Tea of Ulaanbaatar
"As the minutes passed, the recycled air in the fuselage became like old breath. The planeload of Americans shot nervous looks at each other. Pinpricks of sweat forming on skin, cool but quickly warming. Charlotte joked that they had been abandoned, left to suffocate on the tarmac as a message to all foreigners.
They crowded around the windows to look at their new home. The skyline was made of Soviet-built apartment compounds, sooty smokestacks. They saw a man from the ground crew idling on the tarmac. The man looked up, saw their faces pressed against the portholes. They slapped the glass and called to him. He smiled, revealing rotten teeth, but made no move to assist.
The temperature soared."
So begins National Magazine Award finalist Christopher Howard's debut novel, Tea of Ulaanbaatar: the story of disaffected Peace Corps volunteer Warren, who flees life in late-capitalist America to find himself stationed in the post-Soviet industrial hell of urban Mongolia.
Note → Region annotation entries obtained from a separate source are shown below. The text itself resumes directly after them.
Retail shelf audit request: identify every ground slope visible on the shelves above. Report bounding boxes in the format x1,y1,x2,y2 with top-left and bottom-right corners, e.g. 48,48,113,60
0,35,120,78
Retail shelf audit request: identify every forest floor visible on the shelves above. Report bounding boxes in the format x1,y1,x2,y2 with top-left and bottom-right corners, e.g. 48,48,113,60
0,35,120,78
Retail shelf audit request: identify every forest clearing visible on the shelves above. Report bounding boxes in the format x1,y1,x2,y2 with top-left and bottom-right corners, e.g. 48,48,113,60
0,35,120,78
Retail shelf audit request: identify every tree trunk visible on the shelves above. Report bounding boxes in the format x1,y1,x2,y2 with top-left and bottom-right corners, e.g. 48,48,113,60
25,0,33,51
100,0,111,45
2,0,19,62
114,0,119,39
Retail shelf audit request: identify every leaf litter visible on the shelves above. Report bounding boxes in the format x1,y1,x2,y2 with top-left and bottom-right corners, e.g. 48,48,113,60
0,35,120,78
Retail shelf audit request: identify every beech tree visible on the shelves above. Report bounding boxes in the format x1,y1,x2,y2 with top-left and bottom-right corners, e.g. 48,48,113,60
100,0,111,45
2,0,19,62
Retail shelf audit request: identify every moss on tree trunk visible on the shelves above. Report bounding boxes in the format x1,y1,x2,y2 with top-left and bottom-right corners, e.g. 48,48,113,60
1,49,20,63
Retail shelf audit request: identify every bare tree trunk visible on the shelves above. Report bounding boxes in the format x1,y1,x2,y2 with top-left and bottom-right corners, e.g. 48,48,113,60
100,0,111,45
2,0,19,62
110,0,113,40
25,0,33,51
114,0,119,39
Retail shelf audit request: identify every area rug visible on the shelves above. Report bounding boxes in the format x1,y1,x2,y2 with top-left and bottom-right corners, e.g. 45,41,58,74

As the American presence crumbles, Warren seeks escape in tsus, the mysterious "blood tea" that may be the final revenge of the defeated Khans—or that may be only a powerful hallucinogen operating on an uneasy mind—as a phantasmagoria of violence slowly envelops him.
With prose that combines Benjamin Kunkel's satiric bite, William Burroughs's dark historical reimagining, and a lush literary beauty all his own, Christopher Howard in Tea of Ulaanbaatar unfolds a story of expatriate angst, the dark side of globalization, and middle-class nightmares—and announces himself as one of the most inventive and ambitious of the new generation of American novelists.
"At his best, Howard can be a truly hypnotic writer … leaves the reader thirsty for his next work." —Boston Globe
"It's youthful idealism gone wild in Howard's striking debut … Howard's tight and witty writing gives spry life to what could otherwise be a ho-hum stranger-in-a-strange-land kind of tale." —Publishers Weekly
"An accomplished novel with a keen sense of atmosphere and description." —Barbara Hoffert, Library Journal
"Christopher Howard does an amazing job of painting incredible scenes, sparsely yet wholly describing a gross, decrepit nightclub and an annihilating dust storm over the Gobi Dessert with equal aplomb." —Chicago Center for Literature & Photography
"Like Robert Bingham's Lightning on the Sun, Tea of Ulaanbaatar is a merciless dissection of lost young American volunteers drifting through a violent and absurd third-world capital." —Stewart O'Nan, author of Last Night at the Lobster and Songs for the Missing
"With Tea of Ulaanbataar, Chris Howard takes us to a rarely seen corner of the world, and then takes us further, into a spooky, trippy, gritty realm that is entirely his own." —Eli Horowitz, Publisher of McSweeney's
About Christopher Howard
CHRISTOPHER HOWARD grew up in Illinois and spent a few months of an aborted Peace Corps sojourn in Mongolia in the late 1990s. His short story, "How to Make Millions in the Oil Market," published in McSweeney's, was nominated for the 2008 National Magazine Award in Fiction. Along with Jodi Picoult, he was one of two authors selected to provide a short story for the launch of Amazon Singles in January 2011.